The PJM Board has committed to conducting its own independent investigation, but some were not convinced that actual independence could be achieved.  Allowing PJM alone to investigate the allegations, said New Jersey Democrat Robert Menendez, "is a little bit… like having the fox guard the chicken coop."  In comments on the complaints, a number of stakeholders echoed this concern, urging the FERC to conduct a "probing investigation" into the allegations for the sake of public confidence in the integrity of the organized markets and the merits of electric industry restructuring.  The May 18 order rejects PJM's argument that the Commission should await the results of PJM's investigation before initiating its own.  The Commission did commit, however, to entering the results of PJM's investigation into the record of its own proceeding.

FERC's discovery requests went to the heart of the management interference allegations in the complaints.  They also questioned the ongoing role of the PJM MMU pending FERC's investigation.   FERC specifically inquired as to the number of employees who had left the MMU, whether their functions were shared, and the details and interim effectiveness of PJM's employee retention plan.  Regarding the specific allegations made by Dr. Bowring, FERC requested that both Dr. Bowring and PJM provide significant details regarding allegations that PJM management ordered modifications to the PJM state of the market report, prevented Dr. Bowring from delivering interface exemption presentations to membership committees, and delayed the release of an MMU report on the regulation market.

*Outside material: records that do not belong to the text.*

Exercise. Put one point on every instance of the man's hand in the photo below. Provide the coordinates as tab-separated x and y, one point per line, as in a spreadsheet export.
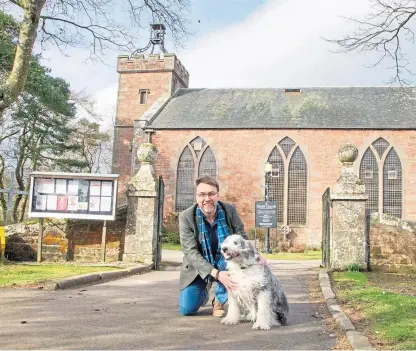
225	279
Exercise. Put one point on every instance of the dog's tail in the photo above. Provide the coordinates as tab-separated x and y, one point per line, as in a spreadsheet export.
282	310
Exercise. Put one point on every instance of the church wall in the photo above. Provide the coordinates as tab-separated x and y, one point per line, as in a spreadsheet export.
241	154
154	74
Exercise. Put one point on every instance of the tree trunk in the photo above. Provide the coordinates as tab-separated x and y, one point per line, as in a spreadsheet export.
11	89
3	203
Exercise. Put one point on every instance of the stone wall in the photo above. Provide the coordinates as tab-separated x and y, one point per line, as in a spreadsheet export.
22	241
241	154
66	240
393	244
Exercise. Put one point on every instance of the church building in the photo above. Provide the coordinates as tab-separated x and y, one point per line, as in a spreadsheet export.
231	133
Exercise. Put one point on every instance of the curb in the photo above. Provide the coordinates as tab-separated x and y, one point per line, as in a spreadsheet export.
355	338
99	277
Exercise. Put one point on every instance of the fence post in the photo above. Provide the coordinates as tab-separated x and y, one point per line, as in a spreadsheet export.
142	223
40	239
348	197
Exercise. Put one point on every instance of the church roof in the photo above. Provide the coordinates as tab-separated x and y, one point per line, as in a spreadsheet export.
309	108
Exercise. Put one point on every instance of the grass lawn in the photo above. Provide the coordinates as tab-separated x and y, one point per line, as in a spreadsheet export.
26	275
382	305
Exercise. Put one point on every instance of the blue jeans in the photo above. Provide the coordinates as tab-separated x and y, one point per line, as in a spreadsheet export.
192	297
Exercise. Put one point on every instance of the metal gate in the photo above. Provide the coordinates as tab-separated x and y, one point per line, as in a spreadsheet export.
326	227
160	202
367	238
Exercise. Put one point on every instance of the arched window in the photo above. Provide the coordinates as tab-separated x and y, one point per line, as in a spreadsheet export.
288	182
392	184
382	178
277	182
196	160
185	180
297	195
287	145
207	164
369	175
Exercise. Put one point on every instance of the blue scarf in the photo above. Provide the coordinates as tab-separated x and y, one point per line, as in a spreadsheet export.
215	258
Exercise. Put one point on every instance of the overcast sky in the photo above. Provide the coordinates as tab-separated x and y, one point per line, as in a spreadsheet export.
249	43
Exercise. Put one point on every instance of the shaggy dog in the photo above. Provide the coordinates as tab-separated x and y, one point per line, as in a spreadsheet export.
259	295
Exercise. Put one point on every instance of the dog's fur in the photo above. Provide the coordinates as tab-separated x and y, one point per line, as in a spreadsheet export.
259	295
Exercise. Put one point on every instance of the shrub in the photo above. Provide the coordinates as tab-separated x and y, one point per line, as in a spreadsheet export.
354	267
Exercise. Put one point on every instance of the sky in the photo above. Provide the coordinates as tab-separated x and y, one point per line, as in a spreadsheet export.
247	44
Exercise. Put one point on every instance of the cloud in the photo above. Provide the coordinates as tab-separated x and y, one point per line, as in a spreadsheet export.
281	45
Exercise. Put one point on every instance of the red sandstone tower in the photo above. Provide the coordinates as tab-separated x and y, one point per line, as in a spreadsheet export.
142	80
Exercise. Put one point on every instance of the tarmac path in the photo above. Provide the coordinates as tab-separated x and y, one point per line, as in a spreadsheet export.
141	312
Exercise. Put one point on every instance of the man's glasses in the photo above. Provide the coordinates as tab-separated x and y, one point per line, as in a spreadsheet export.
204	195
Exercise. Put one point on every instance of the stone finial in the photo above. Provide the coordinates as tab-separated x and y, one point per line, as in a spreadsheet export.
347	154
147	153
144	181
348	185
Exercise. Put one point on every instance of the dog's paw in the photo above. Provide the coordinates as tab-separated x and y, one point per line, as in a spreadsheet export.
229	321
249	318
262	326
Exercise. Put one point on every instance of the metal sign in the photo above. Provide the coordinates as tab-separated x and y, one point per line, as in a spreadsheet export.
73	195
266	214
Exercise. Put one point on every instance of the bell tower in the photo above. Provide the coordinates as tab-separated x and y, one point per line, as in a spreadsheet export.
142	80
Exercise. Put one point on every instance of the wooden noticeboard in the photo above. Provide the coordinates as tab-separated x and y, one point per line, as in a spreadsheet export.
266	214
73	195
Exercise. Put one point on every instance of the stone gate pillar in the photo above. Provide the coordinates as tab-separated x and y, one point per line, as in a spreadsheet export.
141	227
348	239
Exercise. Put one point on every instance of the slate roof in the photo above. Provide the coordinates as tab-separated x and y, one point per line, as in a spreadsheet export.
320	108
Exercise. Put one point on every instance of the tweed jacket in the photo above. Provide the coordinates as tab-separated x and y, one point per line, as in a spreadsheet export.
193	261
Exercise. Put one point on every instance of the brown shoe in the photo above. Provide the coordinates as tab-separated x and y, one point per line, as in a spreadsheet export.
218	309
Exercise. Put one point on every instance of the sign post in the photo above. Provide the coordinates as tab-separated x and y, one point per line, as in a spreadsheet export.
266	217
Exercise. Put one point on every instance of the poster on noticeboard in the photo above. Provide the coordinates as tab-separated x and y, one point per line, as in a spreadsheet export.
73	195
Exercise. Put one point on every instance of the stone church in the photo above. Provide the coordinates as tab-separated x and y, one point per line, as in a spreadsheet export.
231	133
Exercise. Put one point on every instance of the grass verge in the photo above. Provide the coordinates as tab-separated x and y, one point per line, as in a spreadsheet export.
29	275
169	246
307	255
387	316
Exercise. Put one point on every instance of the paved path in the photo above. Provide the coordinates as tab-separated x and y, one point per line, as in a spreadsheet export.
141	312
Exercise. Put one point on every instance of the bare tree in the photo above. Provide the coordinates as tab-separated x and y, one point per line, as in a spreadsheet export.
97	25
384	30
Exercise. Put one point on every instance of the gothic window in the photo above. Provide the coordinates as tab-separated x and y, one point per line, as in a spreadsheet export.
277	182
392	185
380	145
288	182
185	180
143	96
207	164
369	175
287	145
381	172
196	160
297	188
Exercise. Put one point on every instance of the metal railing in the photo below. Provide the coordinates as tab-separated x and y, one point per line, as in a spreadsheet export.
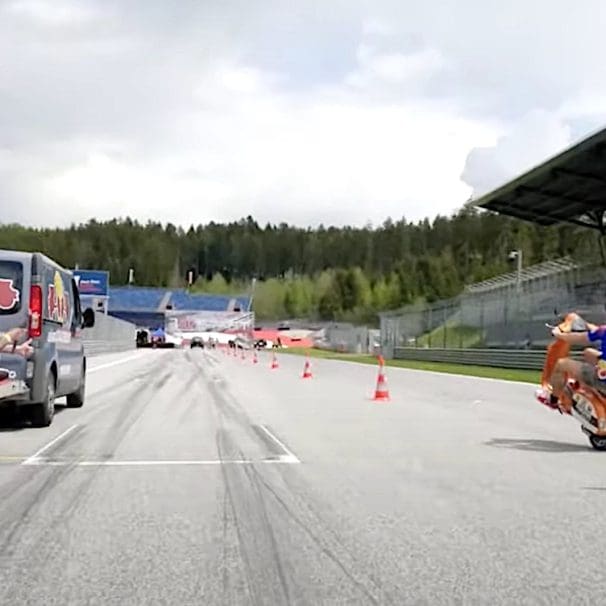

Importantly, FERC asked whether Dr. Bowring ― before making his April 5 allegations ― had informed PJM management that the MMU was being interfered with and prevented from performing its responsibilities.

posted Tuesday, June 05, 2007 9:27 AM by Jennifer Rinker

Progress Energy Plan Will Encourage Conservation, Delay Plant Construction

Confronted with burgeoning demand, Progress Energy Carolinas (Progress) has set a goal of reducing demand by 2,000 MW through demand-side management efforts and energy efficiency programs.  The announcement comes less than a month after Duke Energy (Duke) filed a request with the North Carolina Utilities Commission (NCUC) to compensate the company for investments in energy efficiency and new technologies to meet its own growing demand. 

Progress has not yet proposed a similar compensation plan to the NCUC.  Its plan, however, seeks to double the approximately 1,000 MW being saved with programs currently in effect.  With these savings, Progress commits to postpone any plans for new coal plants, and delay consideration of a new nuclear reactor for two years while it evaluates the effectiveness of its stepped-up conservation efforts.  These efforts include the conversion of Progress' own buildings, plants and distribution and transmission systems to new, more efficient technologies, partnering with commercial, industrial and government consumers, including the military — a significant Progress customer — to help these consumers reduce their demand, and offering new energy efficiency programs to residential customers, including installation of latest-generation programmable thermostats, and increased residential HVAC maintenance. 

The combination of quickly increasing demand and regulatory uncertainty ― as evidenced by North Carolina's strict state emissions law and the NCUC's recent rejection of one of two coal plants proposed by Duke Energy, as well as questions surrounding incentives for nuclear and clean-coal development ― has produced an atmosphere ripe for strategies like Progress' that combine conservation initiatives with a wait-and-see approach to new construction.  While not entirely abandoning plans for eventual construction of new plants and transmission infrastructure, an immediate focus on conservation and efficiency could buy both companies valuable time until construction becomes absolutely necessary.